To determine whether the presence of additional PRH binding sites in pGL2-Gsc would result in further DNA compaction, we cloned an array of PRH binding sites into this construct and the empty pGL2 vector. Plasmid pGL2-Gsc-PRHx5 contains an array of five PRH binding sites identified in SELEX experiments (5) cloned 3 kb away from the existing array of PRH sites in the Goosecoid promoter [Figure 4(a), line 3]. These sites are well characterized and are known to be bound by PRH in both electrophoretic mobility shift assay (EMSA) and reporter assays (10,20). Plasmid pGL2-PRHx5 contains the same array of five PRH sites but lacks the Goosecoid promoter. LD signals were recorded for DNA alone or DNA in the presence of PRH or PRH HD as described earlier. As seen with the plasmid containing the Goosecoid promoter sequences, the negative LD signal for pGL2-PRHx5 decreases in the presence of full-length PRH, although in this case, the change is only pronounced at 450-nM PRH (data not shown).
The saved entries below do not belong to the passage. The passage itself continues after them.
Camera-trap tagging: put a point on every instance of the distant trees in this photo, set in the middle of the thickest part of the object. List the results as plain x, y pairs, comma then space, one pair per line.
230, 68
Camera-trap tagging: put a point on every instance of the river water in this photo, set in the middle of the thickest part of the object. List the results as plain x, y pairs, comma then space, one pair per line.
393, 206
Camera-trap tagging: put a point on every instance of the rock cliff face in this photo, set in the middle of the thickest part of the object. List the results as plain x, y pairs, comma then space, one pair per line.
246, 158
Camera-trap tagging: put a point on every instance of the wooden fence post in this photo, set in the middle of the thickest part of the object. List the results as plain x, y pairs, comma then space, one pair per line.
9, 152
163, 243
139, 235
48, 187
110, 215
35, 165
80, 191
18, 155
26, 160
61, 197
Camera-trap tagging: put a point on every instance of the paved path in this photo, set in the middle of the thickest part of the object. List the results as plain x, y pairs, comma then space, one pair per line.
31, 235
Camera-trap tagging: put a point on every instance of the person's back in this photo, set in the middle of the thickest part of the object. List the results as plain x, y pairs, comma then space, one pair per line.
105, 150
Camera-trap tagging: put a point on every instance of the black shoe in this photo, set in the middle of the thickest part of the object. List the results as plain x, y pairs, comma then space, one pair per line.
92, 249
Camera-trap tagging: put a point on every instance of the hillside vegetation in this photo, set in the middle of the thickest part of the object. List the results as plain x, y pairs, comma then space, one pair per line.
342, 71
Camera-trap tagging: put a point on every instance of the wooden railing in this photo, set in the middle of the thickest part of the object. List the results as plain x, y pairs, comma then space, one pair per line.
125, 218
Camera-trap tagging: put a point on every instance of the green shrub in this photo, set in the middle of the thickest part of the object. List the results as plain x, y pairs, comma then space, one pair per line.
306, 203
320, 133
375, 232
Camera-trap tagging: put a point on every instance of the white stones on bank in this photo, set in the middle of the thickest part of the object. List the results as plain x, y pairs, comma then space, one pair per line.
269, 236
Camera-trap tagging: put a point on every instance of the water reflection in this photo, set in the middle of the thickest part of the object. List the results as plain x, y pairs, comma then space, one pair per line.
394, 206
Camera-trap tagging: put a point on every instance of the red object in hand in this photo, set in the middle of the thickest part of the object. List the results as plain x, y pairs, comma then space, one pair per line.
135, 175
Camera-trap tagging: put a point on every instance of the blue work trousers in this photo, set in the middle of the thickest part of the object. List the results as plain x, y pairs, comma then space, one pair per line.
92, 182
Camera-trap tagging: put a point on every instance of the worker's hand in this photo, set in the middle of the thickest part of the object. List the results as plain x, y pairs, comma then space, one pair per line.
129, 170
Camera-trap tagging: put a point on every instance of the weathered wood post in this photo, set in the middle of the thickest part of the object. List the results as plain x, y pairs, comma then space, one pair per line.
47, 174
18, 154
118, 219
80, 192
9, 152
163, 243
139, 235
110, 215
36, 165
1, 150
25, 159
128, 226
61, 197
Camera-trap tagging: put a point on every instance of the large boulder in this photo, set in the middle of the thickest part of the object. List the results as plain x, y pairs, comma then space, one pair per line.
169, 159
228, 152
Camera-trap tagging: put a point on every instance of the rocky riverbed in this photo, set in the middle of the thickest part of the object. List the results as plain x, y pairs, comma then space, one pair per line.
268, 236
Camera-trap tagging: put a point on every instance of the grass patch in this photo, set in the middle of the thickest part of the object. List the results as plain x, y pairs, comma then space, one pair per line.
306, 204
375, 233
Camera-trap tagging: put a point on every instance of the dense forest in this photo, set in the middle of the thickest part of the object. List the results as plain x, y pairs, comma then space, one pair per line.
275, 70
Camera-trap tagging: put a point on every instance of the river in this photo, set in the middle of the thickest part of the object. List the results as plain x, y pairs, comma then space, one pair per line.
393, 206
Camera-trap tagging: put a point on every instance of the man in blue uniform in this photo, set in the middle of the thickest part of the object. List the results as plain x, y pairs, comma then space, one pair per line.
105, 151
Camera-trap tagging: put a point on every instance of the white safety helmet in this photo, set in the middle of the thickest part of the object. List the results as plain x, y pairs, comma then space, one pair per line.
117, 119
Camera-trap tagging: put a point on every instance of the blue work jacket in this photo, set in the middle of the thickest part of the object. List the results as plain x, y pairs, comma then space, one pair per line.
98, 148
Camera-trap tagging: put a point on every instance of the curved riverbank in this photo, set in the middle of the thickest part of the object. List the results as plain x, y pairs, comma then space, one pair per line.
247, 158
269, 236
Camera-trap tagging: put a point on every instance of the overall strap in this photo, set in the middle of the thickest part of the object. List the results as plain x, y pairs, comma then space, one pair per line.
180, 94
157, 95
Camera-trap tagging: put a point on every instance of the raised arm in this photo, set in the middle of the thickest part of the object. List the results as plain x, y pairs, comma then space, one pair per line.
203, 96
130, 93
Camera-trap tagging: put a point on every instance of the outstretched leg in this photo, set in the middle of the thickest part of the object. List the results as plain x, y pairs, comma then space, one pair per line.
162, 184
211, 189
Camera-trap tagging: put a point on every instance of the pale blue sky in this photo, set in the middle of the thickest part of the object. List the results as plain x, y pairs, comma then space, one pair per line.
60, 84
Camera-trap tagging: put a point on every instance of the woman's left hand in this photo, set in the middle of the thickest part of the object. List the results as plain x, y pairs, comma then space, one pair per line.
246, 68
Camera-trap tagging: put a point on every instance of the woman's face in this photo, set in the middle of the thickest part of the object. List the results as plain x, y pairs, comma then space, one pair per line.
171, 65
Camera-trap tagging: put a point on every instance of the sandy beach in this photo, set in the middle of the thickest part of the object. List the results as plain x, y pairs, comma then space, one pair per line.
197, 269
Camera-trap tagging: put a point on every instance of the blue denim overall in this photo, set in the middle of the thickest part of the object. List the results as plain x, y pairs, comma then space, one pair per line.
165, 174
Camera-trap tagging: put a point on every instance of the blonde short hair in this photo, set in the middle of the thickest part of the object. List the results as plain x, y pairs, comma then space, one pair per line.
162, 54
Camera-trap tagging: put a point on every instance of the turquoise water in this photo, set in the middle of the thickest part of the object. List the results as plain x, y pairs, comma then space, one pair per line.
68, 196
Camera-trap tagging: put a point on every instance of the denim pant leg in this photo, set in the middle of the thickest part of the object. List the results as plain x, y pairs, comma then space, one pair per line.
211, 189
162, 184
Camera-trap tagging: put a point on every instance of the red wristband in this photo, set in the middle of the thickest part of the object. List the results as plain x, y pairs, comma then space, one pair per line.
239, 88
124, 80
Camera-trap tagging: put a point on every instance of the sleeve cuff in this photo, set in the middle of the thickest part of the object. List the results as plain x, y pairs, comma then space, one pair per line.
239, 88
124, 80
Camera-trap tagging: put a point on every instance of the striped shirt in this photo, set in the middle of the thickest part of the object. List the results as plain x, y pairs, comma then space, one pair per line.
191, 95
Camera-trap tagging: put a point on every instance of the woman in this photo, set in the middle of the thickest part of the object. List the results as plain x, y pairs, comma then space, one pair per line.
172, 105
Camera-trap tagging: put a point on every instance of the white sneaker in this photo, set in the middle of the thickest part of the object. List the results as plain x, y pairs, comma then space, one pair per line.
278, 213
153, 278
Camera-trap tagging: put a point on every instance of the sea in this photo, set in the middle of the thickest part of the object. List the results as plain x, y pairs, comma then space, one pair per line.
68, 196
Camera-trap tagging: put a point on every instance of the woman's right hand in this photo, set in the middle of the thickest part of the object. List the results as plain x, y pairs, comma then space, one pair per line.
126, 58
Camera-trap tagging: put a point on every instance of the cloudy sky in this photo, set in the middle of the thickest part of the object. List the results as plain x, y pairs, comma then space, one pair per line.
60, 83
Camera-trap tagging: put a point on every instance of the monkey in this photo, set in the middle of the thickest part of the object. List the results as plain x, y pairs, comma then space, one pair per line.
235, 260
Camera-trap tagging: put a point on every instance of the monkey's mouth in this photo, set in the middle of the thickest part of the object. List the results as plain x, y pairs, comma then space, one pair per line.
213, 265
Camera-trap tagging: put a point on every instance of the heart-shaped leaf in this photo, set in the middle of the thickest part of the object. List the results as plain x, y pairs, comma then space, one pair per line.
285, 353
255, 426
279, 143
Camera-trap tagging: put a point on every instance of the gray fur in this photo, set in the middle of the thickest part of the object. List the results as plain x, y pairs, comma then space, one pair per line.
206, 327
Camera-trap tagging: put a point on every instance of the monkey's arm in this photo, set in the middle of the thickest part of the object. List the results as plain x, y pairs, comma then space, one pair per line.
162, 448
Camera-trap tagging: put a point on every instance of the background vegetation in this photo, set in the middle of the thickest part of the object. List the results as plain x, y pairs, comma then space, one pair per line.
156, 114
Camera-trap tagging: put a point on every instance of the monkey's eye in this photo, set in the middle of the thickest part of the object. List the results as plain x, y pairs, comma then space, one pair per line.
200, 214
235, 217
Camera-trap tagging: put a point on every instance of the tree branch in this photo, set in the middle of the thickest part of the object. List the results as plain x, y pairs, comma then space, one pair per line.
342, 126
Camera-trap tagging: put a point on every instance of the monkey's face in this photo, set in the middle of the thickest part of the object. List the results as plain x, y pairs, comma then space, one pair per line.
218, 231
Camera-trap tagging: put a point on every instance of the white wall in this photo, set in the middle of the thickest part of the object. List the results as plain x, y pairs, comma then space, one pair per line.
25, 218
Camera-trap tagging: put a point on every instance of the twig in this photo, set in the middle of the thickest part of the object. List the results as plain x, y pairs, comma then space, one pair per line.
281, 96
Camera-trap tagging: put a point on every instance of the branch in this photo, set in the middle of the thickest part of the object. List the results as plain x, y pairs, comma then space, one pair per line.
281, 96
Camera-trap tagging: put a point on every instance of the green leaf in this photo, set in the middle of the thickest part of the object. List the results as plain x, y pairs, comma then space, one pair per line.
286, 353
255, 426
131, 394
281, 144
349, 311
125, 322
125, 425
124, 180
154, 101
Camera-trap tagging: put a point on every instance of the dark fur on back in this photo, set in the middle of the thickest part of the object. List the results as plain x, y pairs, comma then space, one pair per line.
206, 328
This confirms that PRH binds to these sites under these conditions [and as shown previously using other methods (5,16)]. The negative LD signal for pGL2-Gsc-PRHx5 is increased in the presence of PRH–HD and the increase depends upon the protein concentration [Figure 4(f)]. The negative LD signal for pGL2-Gsc-PRHx5 is decreased in the presence of full-length PRH [Figure 4(g)]. However, at a low PRH concentration there is little change in the negative signal and possibly even an increase in the negative signal. We attribute this to the fact that the effective PRH:specific site DNA ratio is lower when there are two binding site arrays within the plasmid competing for specific binding by PRH. At higher PRH concentrations, additional LD maxima occur in the region of the far UV (230 nm) and at ~280 nm and these accompany a significant reduction in the amplitude of the negative LD signal for DNA (260 nm) [Figure 4(g)]. These results suggest that specific DNA binding by PRH compacts pGL2-Gsc-PRHx5 to a greater extent than that seen with pGL-Gsc or pGL2-PRHx5. Furthermore, the LD maximum in the far UV suggests that PRH oligomers associate to form an organized PRH fibre on the DNA, in which proteins become aligned, and hence, produces an overlying LD spectrum containing signals from backbone and side-chain chromophores.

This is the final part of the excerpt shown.